Why do file_get_contents return strange characters?

I am trying to parse http://www.desi-tashan.com/category/pakistan-tvs/aaj-tv/3-idiots/ with a_get_contents file.

But it returns very unusual characters and symbols.

where as if I was parsing http://www.desi-tashan.com/ it works well. Can anyone tell why this is happening?

Is there any decoding encoding?

The page seems to be made with wordpress ..

+1


source to share


3 answers


the content you see is gzipped

you might be interested in looking at gzdecode

or zlib-decode

(note that Zlib support in PHP is not enabled by default)

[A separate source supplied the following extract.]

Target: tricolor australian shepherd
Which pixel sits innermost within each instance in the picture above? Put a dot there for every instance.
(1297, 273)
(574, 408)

Your code might look like this:



$url = 'http://www.desi-tashan.com/category/pakistan-tvs/aaj-tv/3-idiots/';
$content = file_get_contents($url);
$decoded_content = gzdecode($content); // or zlib_decode($content);

      

Another solution here on stackoverflow that adds an HTTP header Accept-Encoding

to the request indicating to the server NOT to gzip.

However, it doesn't work for www.desi-tashan.com

, the server ignores the header Accept-Encoding

and always returns gzipped content

+7


source


I've seen this happen on sites where the web server is misconfigured and sends back a compressed page, whether the client indicates it can handle it. (The client points this to a header Accept-Encoding

that file_get_contents won't send.) This usually works in web browsers as they either ask for the default compressed page or handle a gzip response even if they don't ask for it.

(By the way, if on a unix derived system, you can easily confirm that the return value is gzipped by saving it to a file and then running file . Or just look at the first couple of bytes of the result yourself - gzip data starts at 1F 8B.)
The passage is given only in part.